With zero hour fast approaching on the Greek debt crisis, Greece has submitted a new set of proposals in an effort to reach an agreement with its international creditors.
Point of view
I think whoever goes through our document will understand that we have done what we had to do. And anybody who publicly insists that we have not done our share is not telling the truth.
The suggested reforms include additional taxes on business and the wealthy, as well as increased VAT on certain items.
European Council President Donald Tusk said the measures put forward on Monday were the first “real proposals” submitted by the debt-ridden country in many weeks.
Dutch Finance Minister Jeroen Dijsselbloem welcomed the “broad and comprehensive” reforms but said it would take time to review the proposal more carefully.
Greek Minister of State Nikos Pappas told euronews the his government is confident its latest proposals will end the five-month-long deadlock.
“I think whoever goes through our document will understand that we have done what we had to do.
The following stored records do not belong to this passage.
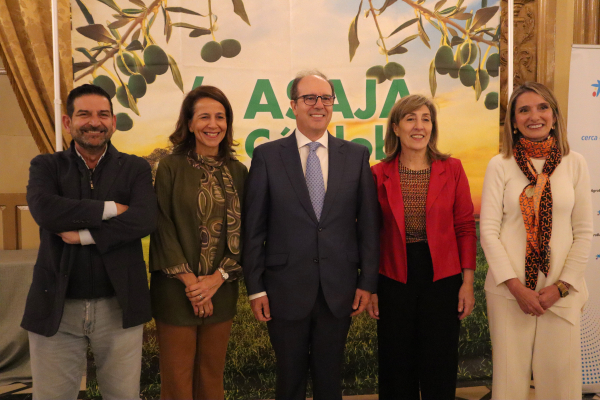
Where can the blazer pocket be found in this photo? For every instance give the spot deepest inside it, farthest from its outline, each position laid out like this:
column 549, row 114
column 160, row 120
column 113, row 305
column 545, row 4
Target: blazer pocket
column 40, row 299
column 353, row 256
column 276, row 259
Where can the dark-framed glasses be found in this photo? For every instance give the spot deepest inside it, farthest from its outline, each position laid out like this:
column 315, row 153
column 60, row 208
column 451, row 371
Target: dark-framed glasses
column 311, row 99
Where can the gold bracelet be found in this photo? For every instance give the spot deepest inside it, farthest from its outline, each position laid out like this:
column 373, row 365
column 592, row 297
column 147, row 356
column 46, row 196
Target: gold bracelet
column 562, row 288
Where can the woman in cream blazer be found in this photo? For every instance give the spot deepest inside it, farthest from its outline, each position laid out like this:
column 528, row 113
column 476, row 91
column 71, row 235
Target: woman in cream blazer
column 534, row 320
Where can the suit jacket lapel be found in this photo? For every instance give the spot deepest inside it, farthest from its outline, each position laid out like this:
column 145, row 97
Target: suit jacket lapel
column 110, row 171
column 337, row 160
column 293, row 166
column 393, row 190
column 437, row 181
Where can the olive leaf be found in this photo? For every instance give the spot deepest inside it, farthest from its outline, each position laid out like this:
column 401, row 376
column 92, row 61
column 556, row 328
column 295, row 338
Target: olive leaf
column 432, row 78
column 461, row 16
column 239, row 9
column 423, row 34
column 100, row 48
column 199, row 32
column 136, row 34
column 81, row 65
column 119, row 23
column 114, row 32
column 386, row 5
column 96, row 32
column 408, row 39
column 175, row 72
column 404, row 25
column 456, row 40
column 496, row 37
column 184, row 11
column 397, row 49
column 134, row 45
column 448, row 10
column 86, row 53
column 85, row 12
column 353, row 33
column 483, row 15
column 139, row 3
column 111, row 4
column 132, row 11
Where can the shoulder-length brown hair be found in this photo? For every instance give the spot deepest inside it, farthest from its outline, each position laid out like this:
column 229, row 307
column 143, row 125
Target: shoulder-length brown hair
column 404, row 106
column 559, row 132
column 183, row 140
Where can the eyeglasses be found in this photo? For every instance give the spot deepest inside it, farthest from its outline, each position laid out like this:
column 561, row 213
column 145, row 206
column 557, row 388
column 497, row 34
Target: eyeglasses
column 311, row 99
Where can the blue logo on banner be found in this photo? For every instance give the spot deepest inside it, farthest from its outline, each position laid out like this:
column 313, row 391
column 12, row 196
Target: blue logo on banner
column 597, row 86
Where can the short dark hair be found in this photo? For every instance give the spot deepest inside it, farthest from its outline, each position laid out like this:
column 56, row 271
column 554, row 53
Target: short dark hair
column 85, row 90
column 183, row 140
column 403, row 107
column 559, row 130
column 304, row 74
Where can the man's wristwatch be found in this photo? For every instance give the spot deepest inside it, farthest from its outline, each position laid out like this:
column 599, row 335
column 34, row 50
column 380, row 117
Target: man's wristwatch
column 224, row 274
column 562, row 288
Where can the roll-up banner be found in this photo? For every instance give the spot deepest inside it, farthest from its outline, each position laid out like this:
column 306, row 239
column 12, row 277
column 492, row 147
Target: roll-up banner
column 583, row 127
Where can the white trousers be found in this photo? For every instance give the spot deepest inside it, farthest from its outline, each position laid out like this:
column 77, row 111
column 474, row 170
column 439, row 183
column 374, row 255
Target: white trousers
column 548, row 345
column 59, row 361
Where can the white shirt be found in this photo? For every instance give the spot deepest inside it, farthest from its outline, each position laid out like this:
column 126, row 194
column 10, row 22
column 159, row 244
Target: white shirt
column 322, row 153
column 304, row 150
column 110, row 209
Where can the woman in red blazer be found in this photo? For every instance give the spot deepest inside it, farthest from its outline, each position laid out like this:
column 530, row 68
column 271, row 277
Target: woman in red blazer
column 427, row 257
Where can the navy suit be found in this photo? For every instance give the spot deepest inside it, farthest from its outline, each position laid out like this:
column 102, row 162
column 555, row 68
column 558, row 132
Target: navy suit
column 303, row 264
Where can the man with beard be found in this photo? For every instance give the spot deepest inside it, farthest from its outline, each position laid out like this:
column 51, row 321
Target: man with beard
column 93, row 205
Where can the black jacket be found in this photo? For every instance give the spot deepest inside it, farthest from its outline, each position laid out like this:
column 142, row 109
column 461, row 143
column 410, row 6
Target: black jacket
column 287, row 252
column 54, row 196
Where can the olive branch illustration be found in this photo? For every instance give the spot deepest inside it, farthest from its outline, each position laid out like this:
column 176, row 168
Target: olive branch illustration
column 136, row 56
column 460, row 46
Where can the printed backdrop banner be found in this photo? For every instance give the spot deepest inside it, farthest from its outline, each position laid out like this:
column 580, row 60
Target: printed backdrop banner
column 151, row 53
column 584, row 119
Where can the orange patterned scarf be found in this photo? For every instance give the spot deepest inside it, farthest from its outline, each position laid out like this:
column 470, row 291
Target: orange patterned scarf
column 536, row 204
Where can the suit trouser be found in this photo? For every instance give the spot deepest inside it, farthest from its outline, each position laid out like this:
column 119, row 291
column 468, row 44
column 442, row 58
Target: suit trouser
column 58, row 362
column 418, row 331
column 317, row 341
column 192, row 360
column 549, row 345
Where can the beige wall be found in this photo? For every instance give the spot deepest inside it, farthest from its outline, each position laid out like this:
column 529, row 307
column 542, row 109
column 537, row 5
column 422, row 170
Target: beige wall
column 564, row 41
column 17, row 148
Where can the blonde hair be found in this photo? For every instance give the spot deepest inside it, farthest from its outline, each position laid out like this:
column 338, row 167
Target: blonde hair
column 404, row 106
column 559, row 132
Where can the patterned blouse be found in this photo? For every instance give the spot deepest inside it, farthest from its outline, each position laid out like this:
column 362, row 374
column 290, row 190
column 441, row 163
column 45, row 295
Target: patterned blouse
column 414, row 193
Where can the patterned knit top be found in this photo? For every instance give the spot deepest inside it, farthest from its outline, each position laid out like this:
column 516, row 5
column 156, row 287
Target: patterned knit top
column 414, row 193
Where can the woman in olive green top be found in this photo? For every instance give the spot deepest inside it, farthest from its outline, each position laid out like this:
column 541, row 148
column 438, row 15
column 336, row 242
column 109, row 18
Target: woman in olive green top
column 195, row 252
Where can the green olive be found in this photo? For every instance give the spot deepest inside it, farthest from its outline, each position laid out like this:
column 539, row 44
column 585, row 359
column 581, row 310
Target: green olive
column 393, row 70
column 444, row 60
column 211, row 51
column 376, row 72
column 231, row 48
column 491, row 101
column 137, row 85
column 156, row 60
column 126, row 59
column 122, row 96
column 124, row 122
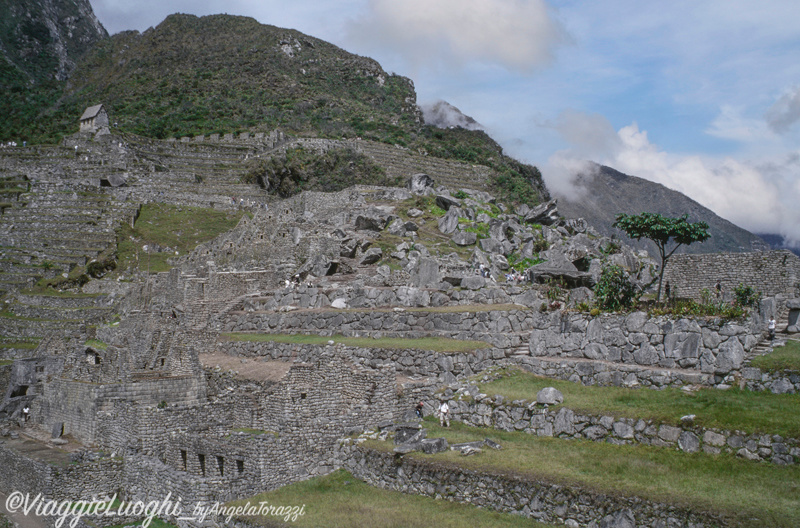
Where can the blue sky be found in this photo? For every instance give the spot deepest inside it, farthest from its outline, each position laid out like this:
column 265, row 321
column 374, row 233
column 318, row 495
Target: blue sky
column 701, row 96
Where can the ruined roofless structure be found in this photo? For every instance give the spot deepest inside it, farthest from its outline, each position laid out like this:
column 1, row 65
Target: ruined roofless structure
column 94, row 118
And anybody who publicly insists that we have not done our share is not telling the truth.”
Arriving at Monday evening’s summit in Brussels, French Prime Minister Francois Hollande praised the latest Greek efforts:
“Progress has been achieved in the last few days – even in the last few hours,” he said. “The Greek government has put forward new proposals, stronger and more precise – it’s taken them a lot of effort. The Greek government wants to get out of this crisis and has accepted its responsibilities.”
German Chancellor Angela Merkel however warned that nothing could be resolved at Monday’s meeting.
“The subject of today’s summit is Greece, but after the eurogroup meeting, there is no basis for a decision. Therefore, today will only be a summit of consultation,” she told reporters outside the meeting.
The leaders of all 19 eurozone countries have come to Brussels to find a solution to the crisis ahead of the June 30 deadline when Greece is scheduled to repay 1.6 billion euro to the IMF.
If the country defaults, it risks crashing out of the single currency and, potentially, the EU.